The Fraud
Fake sales made by fraudster employees may go to a phony customer or a real one who is an accomplice. Those wheelbarrows (from our previous examples) could be "sold" to a fake landscaping company with a phony purchase order and invoice, and shipped right out of the warehouse to a storage facility the fraudster employee rented to receive them. The goods can later be sold for cash, the invoice voided, and the inventory record doctored. Or they could be shipped to a real landscaper who colludes with the crooked employee and pays him a bounty for the stolen goods. Or the crooked employee might be the accounts receivable bookkeeper, who could make the charge to the landscaper disappear from the books, or maybe even have him "return" the goods for a refund!
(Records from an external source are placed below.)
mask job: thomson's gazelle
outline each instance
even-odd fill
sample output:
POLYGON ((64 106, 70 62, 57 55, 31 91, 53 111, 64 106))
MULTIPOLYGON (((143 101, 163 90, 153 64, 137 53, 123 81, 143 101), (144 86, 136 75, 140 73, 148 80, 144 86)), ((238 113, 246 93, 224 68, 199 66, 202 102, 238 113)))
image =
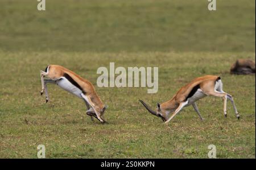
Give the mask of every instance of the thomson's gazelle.
POLYGON ((57 65, 48 66, 45 72, 40 71, 40 76, 42 88, 41 95, 45 92, 46 102, 49 100, 47 84, 56 84, 65 90, 84 99, 88 109, 86 114, 91 117, 92 120, 94 117, 102 123, 105 122, 102 116, 107 106, 103 104, 90 82, 70 70, 57 65), (44 79, 44 76, 50 79, 44 79))
POLYGON ((204 118, 201 115, 196 101, 206 96, 213 96, 223 98, 224 101, 224 115, 226 117, 226 101, 231 101, 237 118, 240 115, 233 99, 232 96, 222 90, 222 82, 221 78, 216 76, 205 76, 196 78, 190 83, 181 88, 172 98, 161 105, 157 104, 156 111, 151 110, 143 101, 139 101, 151 114, 162 119, 166 123, 169 122, 183 107, 192 105, 201 120, 204 118), (174 113, 169 118, 170 113, 174 113))

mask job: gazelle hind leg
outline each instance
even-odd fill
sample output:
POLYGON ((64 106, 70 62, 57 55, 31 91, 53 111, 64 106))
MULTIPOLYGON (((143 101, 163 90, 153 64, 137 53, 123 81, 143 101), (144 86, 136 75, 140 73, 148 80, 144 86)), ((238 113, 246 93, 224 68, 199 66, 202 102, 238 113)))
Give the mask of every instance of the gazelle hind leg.
POLYGON ((168 122, 169 122, 170 121, 171 121, 171 120, 174 118, 174 117, 179 113, 179 112, 181 110, 182 108, 183 108, 184 106, 185 106, 185 105, 187 105, 188 103, 188 101, 187 101, 185 102, 182 102, 179 105, 179 107, 177 108, 177 109, 176 109, 176 110, 174 111, 174 114, 172 114, 172 116, 167 121, 166 121, 164 123, 166 124, 167 124, 168 122))
POLYGON ((100 113, 98 113, 98 111, 97 111, 96 109, 95 109, 94 105, 92 102, 92 100, 90 99, 90 97, 84 95, 82 93, 81 94, 81 96, 84 99, 86 100, 87 102, 88 102, 88 103, 90 105, 90 106, 92 106, 92 107, 95 113, 96 114, 97 117, 100 120, 100 121, 102 123, 104 122, 104 121, 103 121, 100 117, 100 113))
POLYGON ((236 107, 236 105, 234 103, 234 99, 233 99, 232 96, 231 96, 230 94, 229 94, 225 92, 224 91, 223 91, 222 84, 220 84, 219 87, 218 87, 218 88, 217 89, 217 90, 218 92, 221 92, 221 93, 224 93, 226 94, 226 97, 227 97, 228 99, 229 99, 231 101, 231 103, 232 104, 233 108, 234 109, 234 112, 235 112, 235 114, 236 114, 236 116, 239 119, 240 118, 240 116, 239 115, 238 111, 237 111, 237 107, 236 107))
POLYGON ((216 90, 213 90, 208 92, 207 93, 209 95, 211 95, 215 97, 220 97, 223 98, 224 99, 224 108, 225 117, 226 118, 226 100, 228 98, 227 94, 225 92, 220 92, 216 90))
POLYGON ((203 117, 201 115, 200 112, 199 111, 199 110, 198 109, 197 105, 196 103, 193 103, 192 104, 193 107, 194 108, 195 111, 197 113, 198 115, 200 118, 200 119, 201 121, 204 121, 204 119, 203 118, 203 117))

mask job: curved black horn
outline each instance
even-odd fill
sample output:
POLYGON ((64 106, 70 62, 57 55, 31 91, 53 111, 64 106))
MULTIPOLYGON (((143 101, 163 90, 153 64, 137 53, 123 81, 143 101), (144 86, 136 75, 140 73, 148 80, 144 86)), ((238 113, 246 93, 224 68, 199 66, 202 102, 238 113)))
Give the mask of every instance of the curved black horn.
POLYGON ((154 114, 154 115, 158 116, 156 114, 156 112, 150 109, 148 106, 144 102, 142 101, 141 99, 139 99, 139 101, 143 105, 143 106, 147 109, 147 110, 152 114, 154 114))

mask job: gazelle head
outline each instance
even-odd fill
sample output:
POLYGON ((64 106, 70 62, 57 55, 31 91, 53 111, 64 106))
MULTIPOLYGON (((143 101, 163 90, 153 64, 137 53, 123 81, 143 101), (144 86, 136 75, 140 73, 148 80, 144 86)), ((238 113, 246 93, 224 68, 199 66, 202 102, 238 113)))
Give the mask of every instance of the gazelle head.
MULTIPOLYGON (((106 121, 105 121, 102 117, 103 115, 104 114, 104 111, 106 110, 106 109, 109 106, 108 105, 104 105, 104 106, 103 107, 102 109, 100 109, 98 107, 97 107, 96 109, 97 110, 97 111, 100 113, 100 117, 101 119, 103 120, 103 122, 102 123, 105 123, 106 122, 106 121)), ((92 108, 90 108, 89 110, 87 110, 86 111, 86 114, 88 115, 90 115, 90 116, 93 116, 94 118, 96 118, 97 119, 98 119, 99 121, 100 121, 100 120, 99 120, 99 119, 98 118, 98 117, 97 117, 96 114, 95 113, 95 111, 93 110, 93 109, 92 108)))
POLYGON ((152 114, 157 116, 158 117, 160 118, 163 121, 165 122, 167 121, 167 119, 166 118, 166 113, 164 112, 164 111, 162 110, 160 106, 160 104, 159 103, 157 103, 157 109, 156 109, 156 111, 154 111, 153 110, 152 110, 151 109, 150 109, 148 106, 143 101, 142 101, 141 99, 139 100, 139 101, 142 103, 142 105, 146 107, 146 109, 152 114))

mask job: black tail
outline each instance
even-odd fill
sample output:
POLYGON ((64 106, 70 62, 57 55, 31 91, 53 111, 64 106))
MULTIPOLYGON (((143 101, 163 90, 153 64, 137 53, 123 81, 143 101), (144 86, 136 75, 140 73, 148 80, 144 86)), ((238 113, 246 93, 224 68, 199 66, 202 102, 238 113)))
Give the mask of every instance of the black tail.
POLYGON ((160 117, 162 118, 162 119, 163 120, 163 121, 165 121, 166 119, 162 116, 160 114, 158 114, 156 113, 156 111, 154 111, 153 110, 152 110, 151 109, 150 109, 150 107, 143 101, 142 101, 141 99, 139 99, 139 101, 142 103, 142 105, 146 107, 146 109, 152 114, 157 116, 158 117, 160 117))

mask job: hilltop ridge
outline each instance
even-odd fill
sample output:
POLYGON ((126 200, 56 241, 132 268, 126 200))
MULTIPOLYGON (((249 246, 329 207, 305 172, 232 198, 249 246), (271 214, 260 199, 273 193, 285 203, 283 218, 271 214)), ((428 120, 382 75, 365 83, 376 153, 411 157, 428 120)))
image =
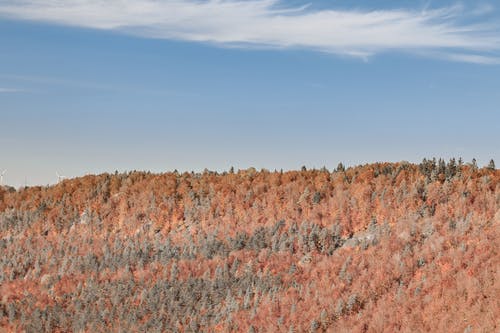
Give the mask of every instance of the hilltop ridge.
POLYGON ((88 175, 0 189, 7 331, 495 331, 500 171, 88 175))

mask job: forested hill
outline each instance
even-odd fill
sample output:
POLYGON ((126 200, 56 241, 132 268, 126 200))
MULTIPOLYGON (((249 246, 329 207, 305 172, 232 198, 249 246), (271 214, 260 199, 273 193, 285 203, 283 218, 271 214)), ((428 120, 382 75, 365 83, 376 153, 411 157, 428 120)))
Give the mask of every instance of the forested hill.
POLYGON ((500 170, 130 172, 0 188, 0 331, 495 332, 500 170))

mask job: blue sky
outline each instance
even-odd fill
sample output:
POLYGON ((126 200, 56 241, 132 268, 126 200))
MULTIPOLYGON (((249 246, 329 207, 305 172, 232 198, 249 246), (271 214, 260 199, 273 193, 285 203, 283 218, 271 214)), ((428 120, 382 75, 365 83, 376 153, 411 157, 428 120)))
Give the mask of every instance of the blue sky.
POLYGON ((500 5, 0 0, 0 147, 14 186, 56 171, 498 163, 500 5))

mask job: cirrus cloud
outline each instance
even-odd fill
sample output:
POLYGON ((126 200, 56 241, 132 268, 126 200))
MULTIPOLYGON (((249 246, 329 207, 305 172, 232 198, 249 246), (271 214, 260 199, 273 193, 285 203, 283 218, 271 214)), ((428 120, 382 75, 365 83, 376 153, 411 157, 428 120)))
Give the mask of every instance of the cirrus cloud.
POLYGON ((500 58, 499 25, 465 23, 466 11, 458 5, 314 10, 287 7, 281 0, 0 0, 0 16, 146 38, 301 48, 365 59, 389 51, 482 64, 500 58))

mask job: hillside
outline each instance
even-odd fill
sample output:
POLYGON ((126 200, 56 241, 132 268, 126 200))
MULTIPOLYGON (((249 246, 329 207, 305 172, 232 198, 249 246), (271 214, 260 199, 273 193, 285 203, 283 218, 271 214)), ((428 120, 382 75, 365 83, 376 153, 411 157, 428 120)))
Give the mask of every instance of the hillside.
POLYGON ((500 170, 129 172, 0 189, 0 331, 498 332, 500 170))

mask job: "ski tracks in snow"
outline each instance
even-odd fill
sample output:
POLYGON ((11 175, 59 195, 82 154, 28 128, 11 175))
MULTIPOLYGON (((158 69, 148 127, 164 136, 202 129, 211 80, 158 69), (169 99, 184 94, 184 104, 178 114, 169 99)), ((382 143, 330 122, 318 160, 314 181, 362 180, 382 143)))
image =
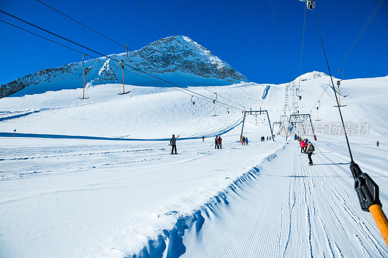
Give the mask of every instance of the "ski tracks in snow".
POLYGON ((226 194, 229 205, 212 210, 199 233, 188 229, 182 257, 388 257, 348 164, 316 147, 314 162, 324 165, 308 166, 289 142, 226 194))

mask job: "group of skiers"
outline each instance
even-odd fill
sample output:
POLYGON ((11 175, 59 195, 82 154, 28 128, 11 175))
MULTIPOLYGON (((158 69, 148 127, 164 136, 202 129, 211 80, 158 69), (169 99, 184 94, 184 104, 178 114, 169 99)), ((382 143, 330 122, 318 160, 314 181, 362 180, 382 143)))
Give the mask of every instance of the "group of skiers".
POLYGON ((248 145, 248 137, 242 137, 242 138, 241 138, 241 145, 248 145))
MULTIPOLYGON (((274 139, 275 138, 275 135, 274 135, 273 137, 274 137, 274 139)), ((270 137, 270 136, 267 136, 267 141, 269 140, 271 140, 271 139, 272 139, 271 137, 270 137)), ((264 137, 264 136, 262 136, 261 138, 261 141, 265 141, 265 137, 264 137)))
POLYGON ((222 149, 221 136, 216 136, 215 139, 214 139, 214 149, 222 149))

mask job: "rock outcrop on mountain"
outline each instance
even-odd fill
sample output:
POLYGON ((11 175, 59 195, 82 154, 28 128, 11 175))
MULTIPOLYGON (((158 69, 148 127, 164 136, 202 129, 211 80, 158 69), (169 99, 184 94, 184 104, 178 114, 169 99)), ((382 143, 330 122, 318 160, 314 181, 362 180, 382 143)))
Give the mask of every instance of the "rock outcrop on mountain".
MULTIPOLYGON (((125 59, 126 55, 126 53, 112 54, 108 56, 109 58, 102 57, 84 62, 85 67, 92 67, 91 71, 86 76, 86 83, 88 83, 89 85, 122 83, 122 69, 118 62, 113 59, 122 60, 125 59)), ((129 52, 125 63, 136 68, 125 67, 126 70, 128 71, 124 71, 125 81, 128 84, 166 86, 165 82, 139 72, 136 69, 175 83, 184 83, 181 85, 184 86, 195 86, 195 85, 181 76, 204 86, 208 85, 207 83, 209 85, 225 85, 233 82, 247 81, 244 76, 228 63, 213 55, 196 42, 184 36, 173 36, 161 39, 149 43, 140 50, 129 52), (149 80, 147 78, 161 83, 149 80)), ((1 85, 0 98, 37 84, 42 86, 40 89, 47 89, 47 90, 79 88, 82 86, 82 76, 83 68, 81 62, 38 71, 1 85)))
Or, an employee may be in a unique position to manipulate purchasing and receiving systems. Say this employee received a delivery of 100 wheelbarrows. He decides to cover up his planned theft of 10. So he logs 90 items on the receiving copy of the delivery papers (that go to the inventory clerk) and sends the payment copy to the bookkeeper showing 100 were received.
The Flaw
As we've seen time and time before, the reason these frauds happen is attributable to the lack of separation of duties, lack of supervision and lack of overall internal controls.
The Fix
At the risk of sounding like a broken record, a formal policy of separation of duties, strict supervision, voucher accounting and all relevant internal controls must exist and be enforced at all times.